Remission conversion drives outcomes after CAR T-cell therapy for multiple myeloma: a registry analysis from the DRST Open Access

• This is the first nationwide registry study to validate clinical trial outcomes in RRMM, showing cilta-cel's superior compared to ide-cel

• Cilta-cel achieves better remission conversion than ide-cel, improving survival but linked to higher rates of severe side effects

Cellular therapies targeting B-cell maturation antigen have shown promise in controlled clinical trials, but their impact in broader, diverse patient populations remains underexplored. This study examines the real-world efficacy and safety in 343 triple-class exposed patients with relapsed and refractory multiple myeloma (RRMM) who received idecabtagene vicleucel (ide-cel, n=266) or ciltacabtagene autoleucel (cilta-cel, n=77) after more than three prior lines of therapy in Germany. Cilta-cel as compared to ide-cel, demonstrated superior outcomes, achieving a higher overall response rate (94% vs. 82%) and 10-month progression-free survival (PFS, 76% vs. 47%). Cilta-cel also led to higher complete response (CR, (61% vs. 39%) and improved response conversion, with more patients achieving CR after starting from less than CR pre-CAR T. For those attaining CR post-therapy, cilta-cel showed longer PFS, especially in patients who entered treatment with a partial response or worse. Cytokine release syndrome was observed in 85% of cilta-cel and 81% of ide-cel cases, predominantly low-grade. Immune effector cell-associated neurotoxicity syndrome was more common with cilta-cel (25% vs. 15%), although non-relapse mortality at 10 months was comparable between therapies (7% vs. 5%).
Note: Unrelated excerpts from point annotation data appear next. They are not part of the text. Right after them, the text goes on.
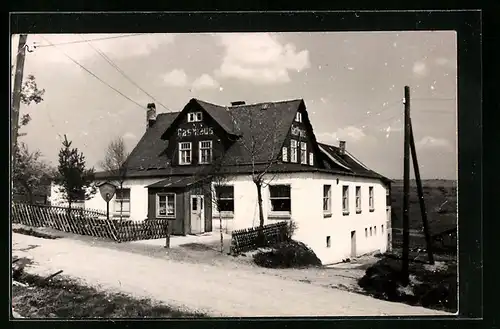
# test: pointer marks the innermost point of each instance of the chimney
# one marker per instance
(237, 103)
(151, 115)
(342, 147)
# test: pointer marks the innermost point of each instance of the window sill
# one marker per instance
(228, 215)
(279, 216)
(165, 217)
Weighted multivariable analysis after propensity score matching confirmed significant advantage in terms of PFS for cilta-cel, with a hazard ratio of 0.48. Overall, outcomes in our registry analysis were comparable to the pivotal trials that led to approval of the respective agents. Cilta-cel demonstrated a greater capacity for response conversion and durable remission. These findings underscore the need for individualized CAR T therapy selection to optimize patient outcomes.